Whipping a rope is an old skill that is very simple to learn. You can find instructions in many places. The link above contains instructions on how to do so. I'm going to explain it to you from what I remember about it from scouts. Below is an excerpt from the 11th Edition of the Boy Scout Handbook
"Cut off any of the rope that had already unraveled. Take a piece of strong string, preferably waxed and at least 2 feet long, and form a loop near the end of it. Lay the loop near the end of the rope. Tightly wrap, or whip, the string around the rope. When the whipping is at least as wide as the rope is thick, slip the end through the loop and pull hard. Trim off the excess string, then whip the ropes other end."
You probably don't need 2 feet and my excuse for waxed string is that dental floss is waxed.
Step 3: Step 2: Tie the Monkey Fist
'll be honest. This step is a bitch. Tying a Monkey Knot is no fun. However, it looks awesome. If your not man enough you can skip this step.
Get your stone, marble, tight fold of paper, piece of wood, ball bearing, bouncy ball, or lug nut.
I'm not even sure how to tell you how to do this. It took me 30 minutes to learn how to do it. However, I get you everything that I used to tie it.
Monkey Fist Wikipedia Article
Stormdrane ties a Monkey Fist on Youtube
Animated Knots ties a Monkey Fist
There are plenty of tutorials that help you tie a Monkey Fist. Find one that works for you.
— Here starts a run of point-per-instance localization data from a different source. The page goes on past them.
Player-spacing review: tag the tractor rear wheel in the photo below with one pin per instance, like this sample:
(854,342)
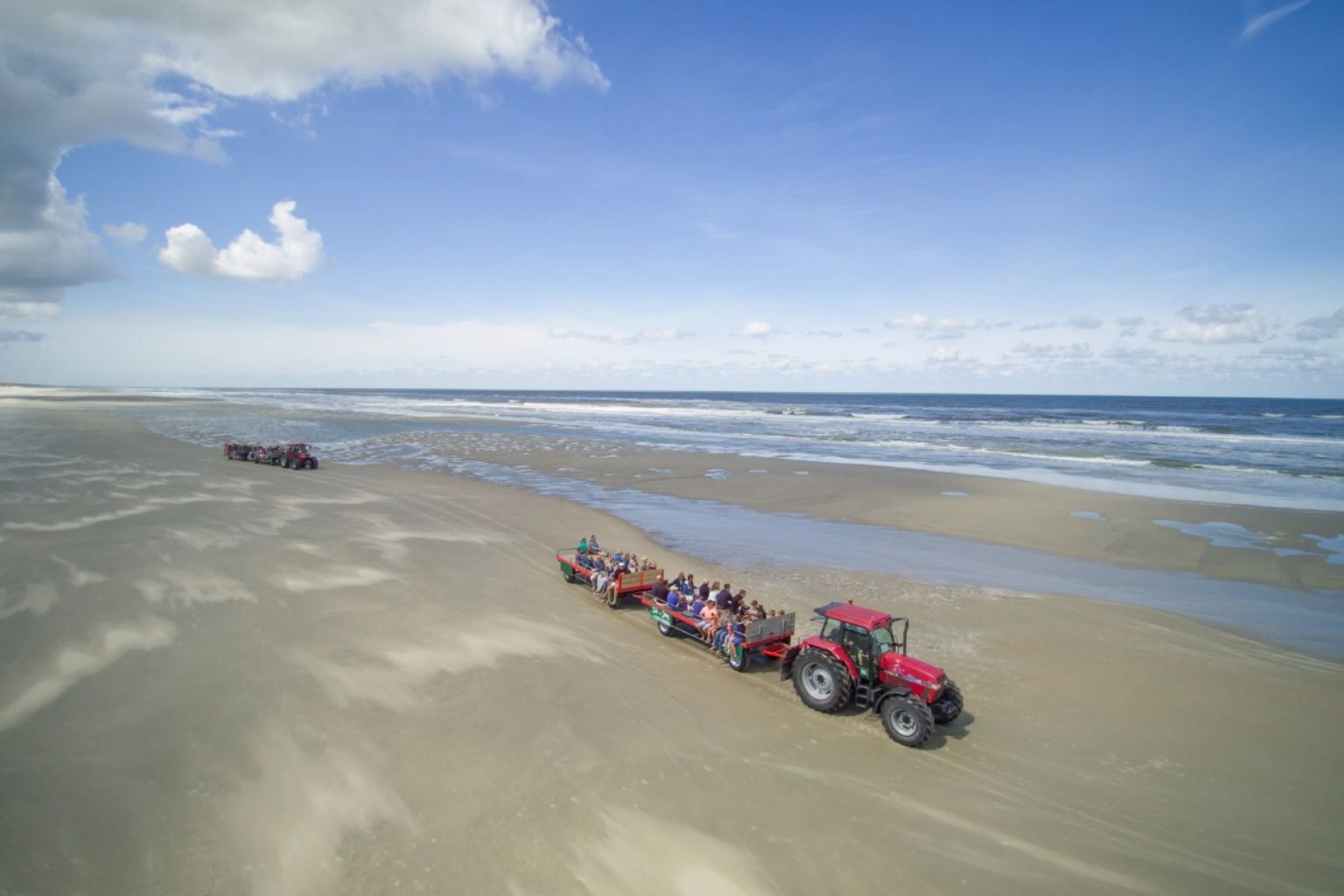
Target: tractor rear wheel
(907,720)
(948,705)
(822,682)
Step 4: Step 3: Tie the Noose
You've tied the Monkey Fist. You've done the hard part!
Now for the easy part. Tying the Noose. If you were a bit rebellious as a scout you knew how to tie a Noose. The leaders didn't like it but I personally didn't give a damn.
Take your monkey fist and feed it though the grommets in your backpack.
This part needs some trial and error. I put my Monkey Fist end (Standing End) about 6 inches from the first grommet. The next step is to take the Working End and form a bight that has it's curved end near the Monkey Fist.
The next step is to make 13 coils (It's not a Hangman's Noose without 13 coils) around both the standing end and the bight you just created. after you do that you will take the working end and put it through the loop that still remains at the end.
Grab the end of the rope that is furthest from Monkey Fist and pull it. This should draw the loop toward your coils until it stops around the working end of the rope.
Congrats! Your done.
If that didn't tie you a good noose then you can try these sites to to get a better explanation
Real Knots Explanation
I am not in support of using the Hangman's Noose for anything except for what I have specifically outlined here.
Step 5: Step 4: Tying Up Loose Ends
Your Pretty much done.
Now you need to cut off the loose material from both the knots.
If you used synthetic rope this will be easy. Just use your lighter like before.
If you used natural rope it will be difficult to whip such a short end. I did a different whipping technique. I simply crossed one end of the rope over the other and pulled tight until I had used about a foot of floss.
You can also seal it with hot wax. However, I've never been a fan of this method.
Enjoy your new backpack closure
I've got two questions for those of you who have done this instructable.
Firstly, Do you know how to stop the rope from twisting from frequent use.
Secondly, Can you recommend any cool patches. I don't like the one that's on my backpack right now.
The Hangman's Noose is a very contested symbol and device. Some police departments and schools detest the use of the Hangman's Noose. Make sure it's ok to use one in your area before completing this instructable.